Hope covered approximately 1,660 miles in less than two days on her trip from St. Croix. She even has settled on the same marsh where she was captured in the spring of 2009. Watts said that Hope’s journey has confirmed how much the life cycle of whimbrels is dependent on specific staging sites, “layover” areas where birds can rest and feed before resuming their long migrations. Hope and other satellite-tracked whimbrels are revealing that the migrations of the species are surprisingly structured, he added.

Hope is one of several birds that have been fitted with state-of-the-art 9.5-gram satellite transmitters in a collaborative effort by the Center for Conservation Biology and the Virginia Chapter of The Nature Conservancy to discover migratory routes that connect breeding and winter areas and to identify en route migratory staging areas that are critical to the conservation of this declining species. Virginia’s Eastern Shore—and the Delmarva Peninsula in general—hold several such staging areas. Updated tracking maps for Hope and other whimbrels may be viewed online.

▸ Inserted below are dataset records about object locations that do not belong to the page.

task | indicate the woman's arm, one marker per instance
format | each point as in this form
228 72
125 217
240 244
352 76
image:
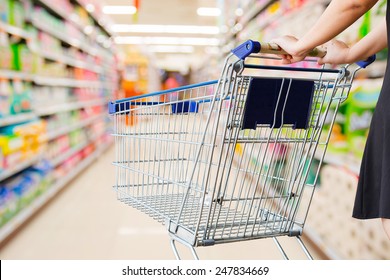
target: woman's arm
338 52
337 17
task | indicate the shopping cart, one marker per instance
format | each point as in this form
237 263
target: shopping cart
228 160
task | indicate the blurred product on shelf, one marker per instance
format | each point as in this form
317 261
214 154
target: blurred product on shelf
56 74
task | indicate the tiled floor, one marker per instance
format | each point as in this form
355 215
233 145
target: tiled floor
85 221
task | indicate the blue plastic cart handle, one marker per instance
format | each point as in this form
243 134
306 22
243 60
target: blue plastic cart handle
249 47
368 61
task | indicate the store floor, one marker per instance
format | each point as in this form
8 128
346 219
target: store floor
85 221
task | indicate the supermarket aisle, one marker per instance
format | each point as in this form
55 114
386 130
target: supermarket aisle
86 221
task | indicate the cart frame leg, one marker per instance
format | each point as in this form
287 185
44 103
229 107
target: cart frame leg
299 240
176 252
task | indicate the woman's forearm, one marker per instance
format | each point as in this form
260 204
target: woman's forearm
372 43
339 15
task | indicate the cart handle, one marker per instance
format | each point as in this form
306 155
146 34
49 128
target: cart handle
249 47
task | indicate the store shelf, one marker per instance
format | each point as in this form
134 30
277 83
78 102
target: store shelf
64 38
254 8
38 203
68 107
10 74
98 19
68 60
9 120
65 82
13 30
64 130
21 166
61 158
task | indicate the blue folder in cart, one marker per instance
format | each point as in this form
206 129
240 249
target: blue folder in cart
277 102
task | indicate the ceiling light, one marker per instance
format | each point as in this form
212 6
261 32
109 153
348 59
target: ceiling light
185 29
208 12
171 49
90 8
119 10
130 40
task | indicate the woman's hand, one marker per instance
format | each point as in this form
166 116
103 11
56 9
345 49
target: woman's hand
290 44
337 52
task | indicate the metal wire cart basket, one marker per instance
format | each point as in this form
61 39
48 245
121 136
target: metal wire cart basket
228 160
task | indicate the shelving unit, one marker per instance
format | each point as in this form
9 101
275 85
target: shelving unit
90 63
37 204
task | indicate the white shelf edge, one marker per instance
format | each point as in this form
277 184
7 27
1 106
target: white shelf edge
68 107
68 61
56 133
61 158
71 41
13 119
14 30
28 212
19 167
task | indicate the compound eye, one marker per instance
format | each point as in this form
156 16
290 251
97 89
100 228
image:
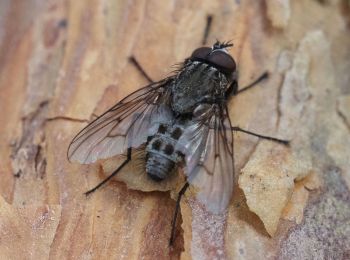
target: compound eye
222 60
201 53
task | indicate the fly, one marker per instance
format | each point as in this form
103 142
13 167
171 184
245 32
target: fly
181 121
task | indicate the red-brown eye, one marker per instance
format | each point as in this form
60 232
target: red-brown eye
218 58
201 53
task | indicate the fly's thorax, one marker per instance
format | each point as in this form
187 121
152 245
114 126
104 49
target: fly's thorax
197 81
162 158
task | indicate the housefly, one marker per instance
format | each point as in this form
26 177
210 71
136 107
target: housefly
182 121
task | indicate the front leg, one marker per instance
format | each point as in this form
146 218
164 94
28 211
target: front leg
238 129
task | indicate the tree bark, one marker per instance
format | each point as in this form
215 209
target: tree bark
62 61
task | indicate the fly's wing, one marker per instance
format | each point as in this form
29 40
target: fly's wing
127 124
207 144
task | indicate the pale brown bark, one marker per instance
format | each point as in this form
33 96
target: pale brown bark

Hope was originally captured and fitted with a satellite transmitter on May 19, 2009 while stopping over on the Delmarva Peninsula of Virginia. She left Virginia on May 26 and flew to the western shore of James Bay in Canada. She staged on James Bay for three weeks before flying to the Mackenzie River near Alaska, and then on to the Beaufort Sea where she staged for more than two weeks before flying back to Hudson Bay. Hope then staged on South Hampton Island in upper Hudson Bay for three weeks before leaving on a non-stop flight of more than 3,500 miles over the open Atlantic to St. Croix where she has spent the winter months. In less than one year, this bird has travelled more than 14,170 miles, the CCB reports.

Watts said that Hope arrived on her spring staging marsh a bit earlier than expected. Most of the birds won’t be coming in for another two weeks. An early arrival probably means that Hope will leave early as well.

“Most of the birds have been leaving the third week of May. If Hope stays that long, we’d be pretty surprised,” he said. “It would be a pretty long staging period. That’s something we’re real interested to see. I’m guessing Hope will take off for the north probably about mid-May.”

Watts said the CCB will continue to track Hope as long as the transmitter holds out, although he says the unit is “on borrowed time.” The solar-powered tracking unit recharges continually, but he says the trackers rarely last a year.

The Center for Conservation Biology is a joint program of the College of William and Mary and Virginia Commonwealth University. Satellite tracking represents only one aspect of a broader, integrated investigation of whimbrel migration. During the past two years, the CCB, in partnership with The Nature Conservancy, has used conventional transmitters to examine stopover duration, conducted aerial surveys to estimate seasonal numbers, collected feather samples to locate summer and winter areas through stable-isotope analysis, and initiated a whimbrel watch program.

Continued research is planned to further link populations across staging, breeding and wintering areas and to determine the ecological requirements of whimbrels staging along the peninsula. Funding has been provided by The Nature Conservancy, the Center for Conservation Biology, The U.S. Fish and Wildlife Service, the Virginia Coastal Zone Management Program, The Toronto Ornithological Club, the Toronto and Region Conservation Authority and the Northern Neck Audubon Society.